Edit

Share via


Observability in generative AI

Important

Items marked (preview) in this article are currently in public preview. This preview is provided without a service-level agreement, and we don't recommend it for production workloads. Certain features might not be supported or might have constrained capabilities. For more information, see Supplemental Terms of Use for Microsoft Azure Previews.

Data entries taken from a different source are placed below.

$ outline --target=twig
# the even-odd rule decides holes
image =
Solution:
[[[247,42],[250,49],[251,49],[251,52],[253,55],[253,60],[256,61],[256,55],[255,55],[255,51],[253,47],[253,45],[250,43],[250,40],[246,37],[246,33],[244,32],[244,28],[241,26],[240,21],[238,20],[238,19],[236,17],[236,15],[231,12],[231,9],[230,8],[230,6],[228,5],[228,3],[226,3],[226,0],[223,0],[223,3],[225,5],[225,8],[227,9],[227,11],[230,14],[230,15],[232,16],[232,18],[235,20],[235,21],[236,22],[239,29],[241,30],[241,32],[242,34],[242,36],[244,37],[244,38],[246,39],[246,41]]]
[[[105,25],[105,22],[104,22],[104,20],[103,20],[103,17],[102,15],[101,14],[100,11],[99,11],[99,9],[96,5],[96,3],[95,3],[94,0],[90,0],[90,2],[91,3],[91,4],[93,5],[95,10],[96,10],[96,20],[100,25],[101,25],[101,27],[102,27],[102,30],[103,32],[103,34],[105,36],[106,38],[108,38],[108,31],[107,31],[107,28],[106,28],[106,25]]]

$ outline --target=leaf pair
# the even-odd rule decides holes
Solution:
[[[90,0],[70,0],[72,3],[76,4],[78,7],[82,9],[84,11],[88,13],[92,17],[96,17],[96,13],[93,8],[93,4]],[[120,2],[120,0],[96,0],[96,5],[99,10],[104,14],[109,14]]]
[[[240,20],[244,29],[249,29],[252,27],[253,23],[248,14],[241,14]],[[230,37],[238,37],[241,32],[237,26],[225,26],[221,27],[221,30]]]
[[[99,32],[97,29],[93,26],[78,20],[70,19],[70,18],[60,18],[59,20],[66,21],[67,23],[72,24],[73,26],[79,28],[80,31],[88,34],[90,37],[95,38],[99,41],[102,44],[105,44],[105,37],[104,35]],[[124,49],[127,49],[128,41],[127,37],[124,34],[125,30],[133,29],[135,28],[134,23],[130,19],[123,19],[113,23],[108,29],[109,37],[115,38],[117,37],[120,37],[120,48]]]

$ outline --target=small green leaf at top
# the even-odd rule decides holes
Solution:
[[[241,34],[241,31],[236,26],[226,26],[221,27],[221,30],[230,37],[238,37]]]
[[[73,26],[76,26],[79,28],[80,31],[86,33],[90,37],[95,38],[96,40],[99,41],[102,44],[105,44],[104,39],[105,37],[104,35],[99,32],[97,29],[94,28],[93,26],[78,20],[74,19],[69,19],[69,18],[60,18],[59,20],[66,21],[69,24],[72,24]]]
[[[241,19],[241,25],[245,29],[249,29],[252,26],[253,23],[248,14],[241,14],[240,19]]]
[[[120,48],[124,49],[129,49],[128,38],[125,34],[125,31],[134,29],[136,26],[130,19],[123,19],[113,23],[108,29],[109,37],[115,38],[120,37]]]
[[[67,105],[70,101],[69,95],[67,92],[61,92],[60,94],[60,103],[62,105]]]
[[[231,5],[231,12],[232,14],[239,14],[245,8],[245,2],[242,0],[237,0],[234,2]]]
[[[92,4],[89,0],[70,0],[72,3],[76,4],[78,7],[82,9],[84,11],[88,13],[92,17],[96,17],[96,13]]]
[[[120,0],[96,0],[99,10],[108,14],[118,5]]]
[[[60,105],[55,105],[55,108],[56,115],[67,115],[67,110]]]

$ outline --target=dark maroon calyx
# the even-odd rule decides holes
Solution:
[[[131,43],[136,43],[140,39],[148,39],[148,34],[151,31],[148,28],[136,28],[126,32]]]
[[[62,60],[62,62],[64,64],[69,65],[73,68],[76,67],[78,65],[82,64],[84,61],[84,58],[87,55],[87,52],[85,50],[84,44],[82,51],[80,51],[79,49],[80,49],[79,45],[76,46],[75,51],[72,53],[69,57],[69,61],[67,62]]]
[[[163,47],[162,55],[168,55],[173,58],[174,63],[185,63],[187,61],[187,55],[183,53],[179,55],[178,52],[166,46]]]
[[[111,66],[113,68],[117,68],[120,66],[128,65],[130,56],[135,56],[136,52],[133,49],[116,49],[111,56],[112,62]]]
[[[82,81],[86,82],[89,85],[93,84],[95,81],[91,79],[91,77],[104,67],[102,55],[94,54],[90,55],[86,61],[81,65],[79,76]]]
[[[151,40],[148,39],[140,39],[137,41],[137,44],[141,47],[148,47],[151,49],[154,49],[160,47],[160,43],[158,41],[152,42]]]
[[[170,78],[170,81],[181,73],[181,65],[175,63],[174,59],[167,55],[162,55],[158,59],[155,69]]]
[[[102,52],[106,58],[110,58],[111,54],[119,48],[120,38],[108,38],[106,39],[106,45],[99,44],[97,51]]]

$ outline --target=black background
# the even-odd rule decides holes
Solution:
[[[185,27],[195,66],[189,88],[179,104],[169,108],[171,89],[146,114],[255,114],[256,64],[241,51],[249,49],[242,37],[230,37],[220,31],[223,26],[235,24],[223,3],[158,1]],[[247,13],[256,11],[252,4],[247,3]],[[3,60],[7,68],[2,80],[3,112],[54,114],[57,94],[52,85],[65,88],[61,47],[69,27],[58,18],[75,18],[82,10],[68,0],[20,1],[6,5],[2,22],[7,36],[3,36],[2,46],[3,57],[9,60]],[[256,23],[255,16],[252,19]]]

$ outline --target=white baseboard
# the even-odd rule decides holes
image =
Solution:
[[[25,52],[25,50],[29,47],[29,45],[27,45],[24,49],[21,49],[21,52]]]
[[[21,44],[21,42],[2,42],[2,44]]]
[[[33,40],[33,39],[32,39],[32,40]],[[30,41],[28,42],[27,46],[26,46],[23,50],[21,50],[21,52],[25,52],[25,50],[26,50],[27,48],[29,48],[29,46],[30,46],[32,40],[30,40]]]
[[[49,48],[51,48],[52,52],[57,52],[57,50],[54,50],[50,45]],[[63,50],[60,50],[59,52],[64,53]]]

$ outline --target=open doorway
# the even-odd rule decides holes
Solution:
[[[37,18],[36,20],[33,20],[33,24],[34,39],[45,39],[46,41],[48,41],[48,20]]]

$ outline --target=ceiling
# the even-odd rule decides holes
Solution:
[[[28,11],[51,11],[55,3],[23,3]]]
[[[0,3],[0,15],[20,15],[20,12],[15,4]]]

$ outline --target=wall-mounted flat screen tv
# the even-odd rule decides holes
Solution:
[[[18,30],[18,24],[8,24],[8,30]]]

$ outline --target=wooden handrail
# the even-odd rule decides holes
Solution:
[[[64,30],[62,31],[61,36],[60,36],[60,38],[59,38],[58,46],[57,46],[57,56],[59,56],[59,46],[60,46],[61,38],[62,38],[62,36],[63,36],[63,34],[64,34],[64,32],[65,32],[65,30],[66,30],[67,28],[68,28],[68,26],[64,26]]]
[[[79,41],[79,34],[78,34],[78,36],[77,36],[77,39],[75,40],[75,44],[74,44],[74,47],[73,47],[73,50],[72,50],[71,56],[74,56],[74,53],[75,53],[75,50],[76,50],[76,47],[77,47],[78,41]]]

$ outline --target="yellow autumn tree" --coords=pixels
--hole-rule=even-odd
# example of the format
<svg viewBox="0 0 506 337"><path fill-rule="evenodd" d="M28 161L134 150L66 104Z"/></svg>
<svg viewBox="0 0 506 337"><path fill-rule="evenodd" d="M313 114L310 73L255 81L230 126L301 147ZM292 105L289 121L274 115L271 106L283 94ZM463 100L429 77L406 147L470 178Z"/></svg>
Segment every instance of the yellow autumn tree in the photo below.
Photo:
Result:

In today's AI-driven world, Generative AI Operations (GenAIOps) is revolutionizing how organizations build and deploy intelligent systems. As companies increasingly use AI to transform decision-making, enhance customer experiences, and fuel innovation, one element stands paramount: robust evaluation frameworks. Evaluation isn't just a checkpoint. It's the foundation of trust in AI applications. Without rigorous assessment, AI systems can produce content that's:

  • Fabricated or ungrounded in reality
  • Irrelevant or incoherent to user needs
  • Harmful in perpetuating content risks and stereotypes
  • Dangerous in spreading misinformation
  • Vulnerable to security exploits

This is where evaluators become essential. These specialized tools measure both the frequency and severity of risks in AI outputs, enabling teams to systematically address quality, safety, and security concerns throughout the entire AI development journey—from selecting the right model to monitoring production performance, quality, and safety.

What are evaluators?

Evaluators are specialized tools that measure the quality, safety, and reliability of AI responses. By implementing systematic evaluations throughout the AI development lifecycle, teams can identify and address potential issues before they impact users. The following supported evaluators provide comprehensive assessment capabilities across different AI application types and concerns:

General purpose

Evaluator Purpose Inputs
Coherence Measures logical consistency and flow of responses. Query, response
Fluency Measures natural language quality and readability. Response
QA Measures comprehensively various quality aspects in question-answering. Query, context, response, ground truth

To learn more, see General purpose evaluators.

Textual similarity

Evaluator Purpose Inputs
Similarity AI-assisted textual similarity measurement. Query, context, ground truth
F1 Score Harmonic mean of precision and recall in token overlaps between response and ground truth. Response, ground truth
BLEU Bilingual Evaluation Understudy score for translation quality measures overlaps in n-grams between response and ground truth. Response, ground truth
GLEU Google-BLEU variant for sentence-level assessment measures overlaps in n-grams between response and ground truth. Response, ground truth
ROUGE Recall-Oriented Understudy for Gisting Evaluation measures overlaps in n-grams between response and ground truth. Response, ground truth
METEOR Metric for Evaluation of Translation with Explicit Ordering measures overlaps in n-grams between response and ground truth. Response, ground truth

To learn more, see Textual similarity evaluators

RAG (retrieval augmented generation)

Evaluator Purpose Inputs
Retrieval Measures how effectively the system retrieves relevant information. Query , context
Document Retrieval Measures accuracy in retrieval results given ground truth. Ground truth , retrieved documents,
Groundedness Measures how consistent the response is with respect to the retrieved context. Query (optional), context, response
Groundedness Pro Measures whether the response is consistent with respect to the retrieved context. Query, context, response
Relevance Measures how relevant the response is with respect to the query. Query, response
Response Completeness Measures to what extent the response is complete (not missing critical information) with respect to the ground truth. Response, ground truth

To learn more, see Retrieval-augmented Generation (RAG) evaluators.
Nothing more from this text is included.